Phantasmagoric Organisms
Annihilation
‘I thought I was a man’ says Kane to his doppelgänger. He speaks from the epicentre of a mysterious zone of transformation called ‘the shimmer’ that has erupted from the site of a meteorite impact. It would be quite understandable if Kane was speaking of an identity crisis brought on by his extraordinary experiences inside the shimmer, but perhaps it is something more mundane: the emasculation he feels as a result of discovering his wife’s affair with another man. Annihilation (Alex Garland, 2018) is a study of the human soul in distress. Kane returns from the shimmer to be reunited with his wife, but he is somehow transformed by his time in the zone.
Kane’s wife, Lena, is taken to the shimmer and she joins the next expeditionary party to go inside it. She brings the guilt of an adulteress and the other party members bring their grief, paranoia, anxiety, and hopelessness. The party considers why most of the previous expeditions have disappeared without trace. They theorise that some unknown influence within the shimmer is killing those who enter or causing them to kill one another once inside. The maladjustment of the party members reveals that the normal world outside the shimmer is also a zone that destroys minds and bodies, only more slowly and in ways that we do not consider extraordinary.

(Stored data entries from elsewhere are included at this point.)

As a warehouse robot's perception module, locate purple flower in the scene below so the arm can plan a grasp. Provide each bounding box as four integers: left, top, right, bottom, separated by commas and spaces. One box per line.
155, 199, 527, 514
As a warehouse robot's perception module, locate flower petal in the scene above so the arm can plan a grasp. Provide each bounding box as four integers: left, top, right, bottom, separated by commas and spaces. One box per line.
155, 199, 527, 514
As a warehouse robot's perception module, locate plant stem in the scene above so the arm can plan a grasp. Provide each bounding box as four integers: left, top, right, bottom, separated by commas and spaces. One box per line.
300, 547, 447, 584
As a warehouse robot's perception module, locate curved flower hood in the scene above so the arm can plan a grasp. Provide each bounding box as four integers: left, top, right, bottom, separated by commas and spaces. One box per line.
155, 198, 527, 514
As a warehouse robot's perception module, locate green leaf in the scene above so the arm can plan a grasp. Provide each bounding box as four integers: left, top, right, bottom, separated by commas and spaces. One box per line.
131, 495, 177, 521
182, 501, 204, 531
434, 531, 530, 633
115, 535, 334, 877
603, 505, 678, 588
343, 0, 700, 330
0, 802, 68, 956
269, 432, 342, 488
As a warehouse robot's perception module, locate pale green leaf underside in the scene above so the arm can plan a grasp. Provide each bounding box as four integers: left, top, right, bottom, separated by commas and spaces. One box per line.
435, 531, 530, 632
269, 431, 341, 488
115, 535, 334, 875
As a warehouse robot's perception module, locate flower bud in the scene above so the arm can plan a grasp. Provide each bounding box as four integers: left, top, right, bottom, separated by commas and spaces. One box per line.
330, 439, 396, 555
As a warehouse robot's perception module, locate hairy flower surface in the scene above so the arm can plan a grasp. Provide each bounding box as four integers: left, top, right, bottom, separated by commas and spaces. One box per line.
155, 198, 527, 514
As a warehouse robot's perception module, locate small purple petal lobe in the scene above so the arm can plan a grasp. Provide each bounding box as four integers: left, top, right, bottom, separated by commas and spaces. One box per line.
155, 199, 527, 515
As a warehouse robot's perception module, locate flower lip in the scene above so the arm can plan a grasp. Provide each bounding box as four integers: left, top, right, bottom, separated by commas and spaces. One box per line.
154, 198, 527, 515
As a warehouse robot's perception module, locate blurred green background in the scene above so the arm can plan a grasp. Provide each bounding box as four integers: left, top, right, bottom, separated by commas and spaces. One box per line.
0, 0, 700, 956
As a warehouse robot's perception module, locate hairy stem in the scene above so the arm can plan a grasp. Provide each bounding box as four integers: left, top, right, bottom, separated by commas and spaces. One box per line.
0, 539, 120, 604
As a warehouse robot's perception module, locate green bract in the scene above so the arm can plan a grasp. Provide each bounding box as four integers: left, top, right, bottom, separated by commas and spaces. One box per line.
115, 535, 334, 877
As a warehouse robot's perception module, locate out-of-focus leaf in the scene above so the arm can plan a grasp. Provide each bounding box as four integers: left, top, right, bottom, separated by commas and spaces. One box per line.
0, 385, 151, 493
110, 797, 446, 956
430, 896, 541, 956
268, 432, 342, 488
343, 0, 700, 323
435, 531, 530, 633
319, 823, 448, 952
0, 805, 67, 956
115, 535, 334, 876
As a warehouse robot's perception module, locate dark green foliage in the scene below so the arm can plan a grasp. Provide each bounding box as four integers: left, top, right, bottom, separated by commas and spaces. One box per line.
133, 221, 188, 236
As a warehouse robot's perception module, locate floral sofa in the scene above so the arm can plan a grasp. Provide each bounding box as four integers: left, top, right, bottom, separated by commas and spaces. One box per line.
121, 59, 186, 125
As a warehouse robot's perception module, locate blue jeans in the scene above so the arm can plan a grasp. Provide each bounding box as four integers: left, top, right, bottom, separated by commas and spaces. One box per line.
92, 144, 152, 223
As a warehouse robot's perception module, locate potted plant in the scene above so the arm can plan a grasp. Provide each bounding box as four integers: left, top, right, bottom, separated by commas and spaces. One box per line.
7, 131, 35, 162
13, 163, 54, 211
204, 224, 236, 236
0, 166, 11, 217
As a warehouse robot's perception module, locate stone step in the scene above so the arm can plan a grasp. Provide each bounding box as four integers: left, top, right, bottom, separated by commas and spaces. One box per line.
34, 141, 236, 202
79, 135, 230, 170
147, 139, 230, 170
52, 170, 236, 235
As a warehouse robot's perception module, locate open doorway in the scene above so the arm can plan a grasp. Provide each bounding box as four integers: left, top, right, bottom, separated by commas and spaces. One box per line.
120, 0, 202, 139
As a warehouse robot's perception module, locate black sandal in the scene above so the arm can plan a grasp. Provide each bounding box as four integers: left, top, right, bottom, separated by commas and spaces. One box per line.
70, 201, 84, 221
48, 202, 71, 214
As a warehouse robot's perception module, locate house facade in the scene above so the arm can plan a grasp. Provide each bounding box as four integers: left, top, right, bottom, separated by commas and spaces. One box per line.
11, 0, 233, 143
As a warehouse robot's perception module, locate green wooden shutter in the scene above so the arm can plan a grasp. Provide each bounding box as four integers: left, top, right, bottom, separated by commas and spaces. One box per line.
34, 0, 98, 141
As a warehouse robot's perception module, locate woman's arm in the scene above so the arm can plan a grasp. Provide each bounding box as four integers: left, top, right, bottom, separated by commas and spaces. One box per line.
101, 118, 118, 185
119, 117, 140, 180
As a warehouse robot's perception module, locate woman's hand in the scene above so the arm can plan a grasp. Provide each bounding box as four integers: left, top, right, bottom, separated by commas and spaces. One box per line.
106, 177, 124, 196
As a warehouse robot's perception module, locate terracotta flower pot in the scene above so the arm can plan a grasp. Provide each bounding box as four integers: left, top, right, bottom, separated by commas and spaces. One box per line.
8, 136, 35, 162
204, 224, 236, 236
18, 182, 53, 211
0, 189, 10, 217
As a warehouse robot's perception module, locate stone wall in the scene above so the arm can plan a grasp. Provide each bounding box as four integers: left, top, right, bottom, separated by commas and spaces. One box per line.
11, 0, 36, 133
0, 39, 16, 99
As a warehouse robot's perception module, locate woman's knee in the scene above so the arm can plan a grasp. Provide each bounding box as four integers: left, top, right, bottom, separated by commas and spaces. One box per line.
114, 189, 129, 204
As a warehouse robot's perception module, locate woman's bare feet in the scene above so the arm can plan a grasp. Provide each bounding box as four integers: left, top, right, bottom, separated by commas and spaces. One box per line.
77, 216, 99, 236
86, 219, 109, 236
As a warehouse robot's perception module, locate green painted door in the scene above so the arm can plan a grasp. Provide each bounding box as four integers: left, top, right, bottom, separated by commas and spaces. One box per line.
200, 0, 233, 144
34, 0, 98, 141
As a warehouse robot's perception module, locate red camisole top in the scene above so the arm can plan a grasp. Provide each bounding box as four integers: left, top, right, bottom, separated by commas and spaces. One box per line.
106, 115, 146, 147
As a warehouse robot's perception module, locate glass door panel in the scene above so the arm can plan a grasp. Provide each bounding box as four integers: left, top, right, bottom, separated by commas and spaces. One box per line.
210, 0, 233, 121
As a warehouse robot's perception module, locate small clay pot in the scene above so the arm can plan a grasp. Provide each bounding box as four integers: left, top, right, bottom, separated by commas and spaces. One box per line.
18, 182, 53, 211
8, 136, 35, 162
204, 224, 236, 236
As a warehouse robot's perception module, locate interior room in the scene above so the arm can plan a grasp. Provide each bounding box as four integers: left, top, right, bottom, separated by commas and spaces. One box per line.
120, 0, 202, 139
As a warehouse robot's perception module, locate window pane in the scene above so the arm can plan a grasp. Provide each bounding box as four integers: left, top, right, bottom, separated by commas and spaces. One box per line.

Inside the shimmer the air is iridescent, flowers bloom impossibly and funguses grow in riots of pastel colour. Lena calls this behaviour a pathology; a deviation from the norm to be rejected and feared. It will affect the party too if they stay in the zone for long enough. Aggressive random mutation is rarely a welcome development at the cellular level, but at the emotional level the zone attracts those in need of transformation. Its phantasmagoric organisms are the spasms of a great impetus to change. The shimmer remakes, or at least fully and finally unmakes.
The shimmer’s mutant wildlife picks off the party one by one. Ego strength appears to be the factor that determines whether these annihilations are sublime or traumatic. Radek is ready to surrender; she sees an opportunity to be released from her disorder, and she fears being reduced only to the part of herself that suffers much more than she fears losing her identity. Ventress is terminally ill, resigned to the imminence of non-being and clearly prepared to die for an answer to the question that has beaten her blunt. Lena maintains an attitude of egocentric opposition to the shimmer – and yet she follows Ventress deeper into the zone.

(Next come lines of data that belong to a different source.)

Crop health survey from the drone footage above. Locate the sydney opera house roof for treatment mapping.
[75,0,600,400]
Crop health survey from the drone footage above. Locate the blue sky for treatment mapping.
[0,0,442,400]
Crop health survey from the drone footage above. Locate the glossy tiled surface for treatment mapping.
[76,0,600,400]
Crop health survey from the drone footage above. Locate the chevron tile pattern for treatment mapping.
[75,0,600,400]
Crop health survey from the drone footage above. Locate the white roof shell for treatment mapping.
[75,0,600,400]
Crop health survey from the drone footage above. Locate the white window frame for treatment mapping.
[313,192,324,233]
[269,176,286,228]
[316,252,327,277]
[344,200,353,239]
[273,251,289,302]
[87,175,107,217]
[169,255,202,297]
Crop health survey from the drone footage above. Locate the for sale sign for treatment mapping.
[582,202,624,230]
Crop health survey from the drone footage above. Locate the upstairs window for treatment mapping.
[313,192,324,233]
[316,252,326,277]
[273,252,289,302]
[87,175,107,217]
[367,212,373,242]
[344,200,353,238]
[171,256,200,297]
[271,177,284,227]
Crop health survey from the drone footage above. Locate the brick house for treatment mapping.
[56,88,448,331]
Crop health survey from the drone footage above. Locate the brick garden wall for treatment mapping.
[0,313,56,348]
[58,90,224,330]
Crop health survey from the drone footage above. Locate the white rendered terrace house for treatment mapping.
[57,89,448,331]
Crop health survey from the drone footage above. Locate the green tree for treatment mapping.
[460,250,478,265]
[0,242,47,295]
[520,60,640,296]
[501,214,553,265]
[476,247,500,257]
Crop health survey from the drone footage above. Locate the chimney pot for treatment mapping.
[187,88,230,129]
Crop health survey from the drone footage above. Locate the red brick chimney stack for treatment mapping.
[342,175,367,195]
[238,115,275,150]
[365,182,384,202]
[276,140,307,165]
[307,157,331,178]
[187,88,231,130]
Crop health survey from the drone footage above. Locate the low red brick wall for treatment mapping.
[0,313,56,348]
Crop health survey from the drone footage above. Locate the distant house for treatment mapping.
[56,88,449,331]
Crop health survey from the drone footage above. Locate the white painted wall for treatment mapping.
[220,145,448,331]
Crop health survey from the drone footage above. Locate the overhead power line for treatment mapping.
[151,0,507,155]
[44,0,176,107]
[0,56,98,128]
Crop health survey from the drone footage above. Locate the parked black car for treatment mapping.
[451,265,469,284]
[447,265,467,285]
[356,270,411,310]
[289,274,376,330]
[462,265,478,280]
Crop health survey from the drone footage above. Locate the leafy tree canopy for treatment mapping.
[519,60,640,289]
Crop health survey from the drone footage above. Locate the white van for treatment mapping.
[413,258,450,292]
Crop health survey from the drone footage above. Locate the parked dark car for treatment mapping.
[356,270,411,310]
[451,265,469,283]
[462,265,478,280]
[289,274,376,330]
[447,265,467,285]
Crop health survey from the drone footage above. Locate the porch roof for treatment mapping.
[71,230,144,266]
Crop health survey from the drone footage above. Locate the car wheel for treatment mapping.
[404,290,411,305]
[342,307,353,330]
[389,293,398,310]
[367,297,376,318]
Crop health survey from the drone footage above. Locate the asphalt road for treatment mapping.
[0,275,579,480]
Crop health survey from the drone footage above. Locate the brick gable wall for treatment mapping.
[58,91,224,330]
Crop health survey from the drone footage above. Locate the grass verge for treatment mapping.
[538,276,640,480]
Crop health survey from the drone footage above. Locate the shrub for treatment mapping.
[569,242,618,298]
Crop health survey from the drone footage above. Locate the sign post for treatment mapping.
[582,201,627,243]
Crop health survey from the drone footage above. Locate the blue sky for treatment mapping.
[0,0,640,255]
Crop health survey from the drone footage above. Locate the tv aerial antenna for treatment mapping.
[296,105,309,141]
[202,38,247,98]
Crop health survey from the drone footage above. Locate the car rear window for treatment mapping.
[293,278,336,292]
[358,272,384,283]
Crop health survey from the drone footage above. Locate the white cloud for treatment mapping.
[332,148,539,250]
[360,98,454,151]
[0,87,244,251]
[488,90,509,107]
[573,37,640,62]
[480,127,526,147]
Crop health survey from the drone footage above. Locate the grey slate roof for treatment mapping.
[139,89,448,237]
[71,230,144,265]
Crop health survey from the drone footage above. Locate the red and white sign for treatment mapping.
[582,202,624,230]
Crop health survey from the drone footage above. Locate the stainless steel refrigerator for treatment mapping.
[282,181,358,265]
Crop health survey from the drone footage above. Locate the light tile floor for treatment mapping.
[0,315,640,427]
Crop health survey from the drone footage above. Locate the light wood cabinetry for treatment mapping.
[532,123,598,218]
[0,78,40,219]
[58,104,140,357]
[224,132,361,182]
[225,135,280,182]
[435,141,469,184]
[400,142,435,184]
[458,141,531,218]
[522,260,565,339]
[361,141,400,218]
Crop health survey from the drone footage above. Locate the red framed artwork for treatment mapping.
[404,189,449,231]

At the epicentre of the zone she finds a lighthouse that was hit by the falling meteorite. The beach outside is alive with a prismatic glow and the land approaching the coast is burgeoning with the shimmer’s bizarre works. Inside the lighthouse Lena discovers the source of the phenomena, an alien entity that duplicates and devours everything with which it comes into contact. It seems to act automatically without intelligent purpose. Staring into its slithering hollow core is like witnessing the birth of a miniature galaxy.
The entity offers a gift to Lena: her new self. Her doppelgänger is Lena minus the pain of being human and the knowledge of having made terrible mistakes. The doppelgänger could return home in her place, if she wanted it to. Lena realises the true nature of Kane’s transformation: her husband came to the lighthouse and accepted the gift offered to him. He annihilated himself there. All she need do to be healed is accept this grace and destroy her old self, as did Kane when he burned away the pain of his wife’s adultery in the fire of a phosphorous grenade.
Lena rejects her doppelgänger. She immolates the entity and flees the lighthouse. Kane’s annihilation has deprived her of the catharsis she had hoped to achieve by confessing to him and begging forgiveness. Even for him to reject her would be conclusive. Instead she is stranded with her emotional baggage and an ego too strong to accept death even as it yearns for closure. Lena returns to the normal world to be reunited with the thing that is not Kane, not the man she has betrayed. As she embraces not-Kane, Lena’s eyes become iridescent. She carries a splinter of the shimmer inside her, but not enough to remake her. Not-Kane asks if she is Lena. For her sins, she is.